Yes — the AWS App Mesh API exposes 38 operations including the actions needed for that scenario. Use the operations listed in the key endpoints section as the starting point, then chain calls as needed for your workflow.
What are the rate limits for the AWS App Mesh API?
AWS applies per-account, per-region request rate limits to the AWS App Mesh control plane. Specific limits are not encoded in the OpenAPI spec; consult the AWS service quotas console for the AWS App Mesh entry, and design retries with exponential backoff to absorb throttling responses.
How do I configure traffic routing between microservices through Jentic?
Run pip install jentic, then call client.search('configure traffic routing between microservices') to discover the AWS App Mesh operations that match.

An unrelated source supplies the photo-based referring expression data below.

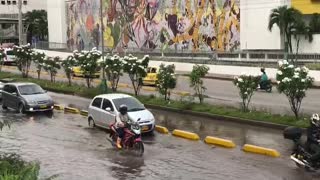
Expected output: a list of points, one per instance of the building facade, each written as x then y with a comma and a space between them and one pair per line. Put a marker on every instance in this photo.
173, 25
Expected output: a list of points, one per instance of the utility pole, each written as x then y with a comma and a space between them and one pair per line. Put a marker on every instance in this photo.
20, 22
104, 86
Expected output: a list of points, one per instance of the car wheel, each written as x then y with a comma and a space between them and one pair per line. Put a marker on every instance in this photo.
91, 123
21, 109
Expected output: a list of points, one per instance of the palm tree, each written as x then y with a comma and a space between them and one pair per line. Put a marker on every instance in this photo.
284, 18
299, 29
315, 23
38, 24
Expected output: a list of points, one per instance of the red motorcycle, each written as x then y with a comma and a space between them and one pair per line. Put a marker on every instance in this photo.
132, 137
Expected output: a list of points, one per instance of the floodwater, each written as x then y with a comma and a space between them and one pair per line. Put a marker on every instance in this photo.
66, 147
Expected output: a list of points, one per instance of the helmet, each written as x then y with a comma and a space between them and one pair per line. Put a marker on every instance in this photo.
315, 120
123, 109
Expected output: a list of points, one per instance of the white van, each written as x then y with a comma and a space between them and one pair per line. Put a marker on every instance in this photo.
104, 108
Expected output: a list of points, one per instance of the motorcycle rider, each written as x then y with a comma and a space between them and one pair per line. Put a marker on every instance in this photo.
313, 138
121, 120
263, 79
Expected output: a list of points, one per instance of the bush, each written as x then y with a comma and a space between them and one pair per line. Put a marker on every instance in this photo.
247, 84
293, 82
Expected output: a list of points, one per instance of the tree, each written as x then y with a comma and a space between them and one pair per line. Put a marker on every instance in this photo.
51, 66
284, 18
38, 24
247, 84
88, 61
198, 72
166, 80
113, 69
136, 68
2, 56
23, 58
67, 65
38, 58
314, 23
293, 82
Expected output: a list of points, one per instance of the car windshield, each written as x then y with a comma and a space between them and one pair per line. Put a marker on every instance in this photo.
132, 103
30, 89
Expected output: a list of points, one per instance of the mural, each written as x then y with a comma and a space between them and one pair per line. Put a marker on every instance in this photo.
189, 25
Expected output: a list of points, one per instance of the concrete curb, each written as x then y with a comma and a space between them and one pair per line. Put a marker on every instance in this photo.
84, 113
71, 110
260, 150
220, 142
221, 117
186, 134
162, 129
58, 107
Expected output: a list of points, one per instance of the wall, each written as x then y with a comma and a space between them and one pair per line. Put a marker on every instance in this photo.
57, 22
307, 6
32, 4
254, 33
188, 25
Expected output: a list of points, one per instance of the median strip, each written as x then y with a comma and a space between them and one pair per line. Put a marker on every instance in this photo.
185, 134
260, 150
84, 113
162, 129
58, 107
71, 110
220, 142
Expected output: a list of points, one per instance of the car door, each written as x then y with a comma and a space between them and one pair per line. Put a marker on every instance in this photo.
107, 115
95, 110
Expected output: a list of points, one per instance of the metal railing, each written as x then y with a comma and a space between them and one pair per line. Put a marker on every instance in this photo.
258, 56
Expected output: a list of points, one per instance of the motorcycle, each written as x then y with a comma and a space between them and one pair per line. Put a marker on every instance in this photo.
132, 137
301, 152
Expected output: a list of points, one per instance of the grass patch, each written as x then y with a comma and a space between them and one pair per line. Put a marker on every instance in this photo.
183, 104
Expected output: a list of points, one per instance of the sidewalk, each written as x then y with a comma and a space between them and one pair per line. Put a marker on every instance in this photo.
216, 71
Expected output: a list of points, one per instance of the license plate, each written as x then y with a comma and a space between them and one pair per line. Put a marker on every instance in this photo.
145, 128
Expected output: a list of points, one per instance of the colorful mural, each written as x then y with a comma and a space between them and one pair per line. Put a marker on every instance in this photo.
189, 25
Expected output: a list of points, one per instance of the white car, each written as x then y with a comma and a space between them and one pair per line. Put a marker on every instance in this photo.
104, 108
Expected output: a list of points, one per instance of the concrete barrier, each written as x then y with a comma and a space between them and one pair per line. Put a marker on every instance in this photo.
162, 129
58, 107
260, 150
146, 88
84, 113
220, 142
185, 134
71, 110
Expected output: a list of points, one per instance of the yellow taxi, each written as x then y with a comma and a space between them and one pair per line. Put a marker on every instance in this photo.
77, 72
151, 78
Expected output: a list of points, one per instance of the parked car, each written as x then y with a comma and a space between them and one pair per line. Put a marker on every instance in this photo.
10, 58
151, 78
77, 72
26, 97
104, 108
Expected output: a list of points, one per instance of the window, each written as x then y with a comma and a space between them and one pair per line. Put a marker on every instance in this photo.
97, 102
106, 104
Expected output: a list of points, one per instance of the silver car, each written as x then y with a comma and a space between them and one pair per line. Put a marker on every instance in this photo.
26, 97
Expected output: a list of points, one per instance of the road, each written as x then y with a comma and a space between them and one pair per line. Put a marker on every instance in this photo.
65, 146
221, 92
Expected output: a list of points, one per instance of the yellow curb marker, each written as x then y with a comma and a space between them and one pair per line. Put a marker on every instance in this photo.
260, 150
161, 129
185, 134
220, 142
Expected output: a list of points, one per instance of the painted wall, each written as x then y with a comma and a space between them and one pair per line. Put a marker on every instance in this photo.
189, 25
254, 33
57, 23
307, 6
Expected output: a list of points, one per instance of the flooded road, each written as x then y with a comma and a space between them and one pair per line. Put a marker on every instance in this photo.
65, 146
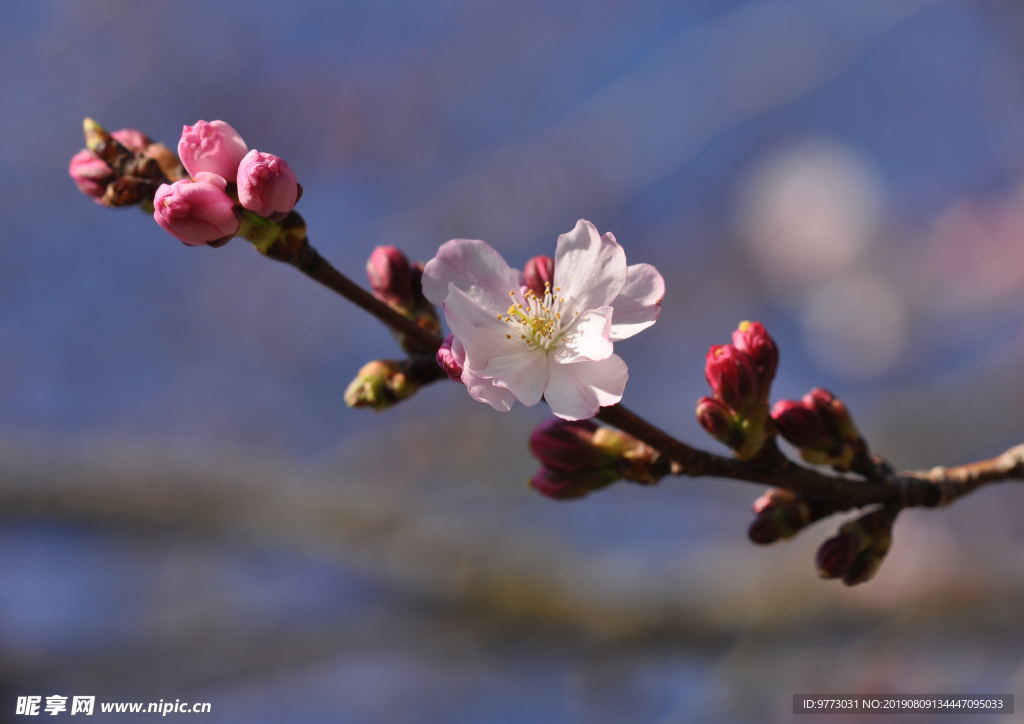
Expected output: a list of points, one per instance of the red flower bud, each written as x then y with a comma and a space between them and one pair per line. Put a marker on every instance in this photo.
390, 277
567, 445
717, 420
836, 555
753, 339
449, 360
856, 553
803, 426
540, 270
834, 413
559, 485
579, 457
732, 377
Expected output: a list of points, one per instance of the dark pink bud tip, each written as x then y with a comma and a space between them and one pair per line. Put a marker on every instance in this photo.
732, 377
763, 530
540, 274
567, 445
717, 420
448, 359
753, 339
834, 413
196, 212
266, 184
390, 277
837, 554
557, 485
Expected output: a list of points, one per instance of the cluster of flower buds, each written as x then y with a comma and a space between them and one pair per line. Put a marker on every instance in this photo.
740, 375
780, 514
399, 285
578, 458
821, 427
218, 189
122, 168
231, 190
856, 552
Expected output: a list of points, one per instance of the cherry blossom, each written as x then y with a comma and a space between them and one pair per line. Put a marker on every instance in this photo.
516, 344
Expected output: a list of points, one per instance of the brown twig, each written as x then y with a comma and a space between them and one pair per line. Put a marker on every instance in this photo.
307, 260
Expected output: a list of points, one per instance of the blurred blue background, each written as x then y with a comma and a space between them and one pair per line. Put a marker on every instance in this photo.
192, 511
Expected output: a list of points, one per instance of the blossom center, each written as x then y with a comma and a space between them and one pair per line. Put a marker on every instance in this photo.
538, 320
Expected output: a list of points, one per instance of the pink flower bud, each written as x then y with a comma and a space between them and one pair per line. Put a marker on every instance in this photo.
753, 339
717, 420
89, 173
213, 146
803, 426
834, 413
197, 213
266, 184
390, 277
780, 514
380, 384
732, 377
448, 360
540, 270
836, 555
132, 139
416, 282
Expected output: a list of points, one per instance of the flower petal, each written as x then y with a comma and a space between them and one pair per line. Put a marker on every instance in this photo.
480, 388
483, 389
638, 305
588, 340
579, 391
523, 373
474, 267
590, 269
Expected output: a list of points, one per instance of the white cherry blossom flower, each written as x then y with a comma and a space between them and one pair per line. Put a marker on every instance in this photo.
514, 344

Load the schema for the chosen operation with client.load(...) and execute it with client.execute(...). Jentic handles AWS request signing automatically against the credentials stored in your Jentic vault.
Is the AWS App Mesh API free to call?
AWS does not charge for control-plane API calls themselves on most AWS App Mesh operations, but the underlying resources you create or operate (fleets, queries, deployments, and so on) incur usage charges according to the AWS App Mesh pricing page. Refer to the AWS pricing page for the service to estimate cost.
Which operations should an agent call first when working with the AWS App Mesh API?
For most workflows, agents should start by listing existing resources to understand the current state, then call the create or update operation that matches the intent. The endpoints listed under Key Endpoints in the catalog give a ranked starting set.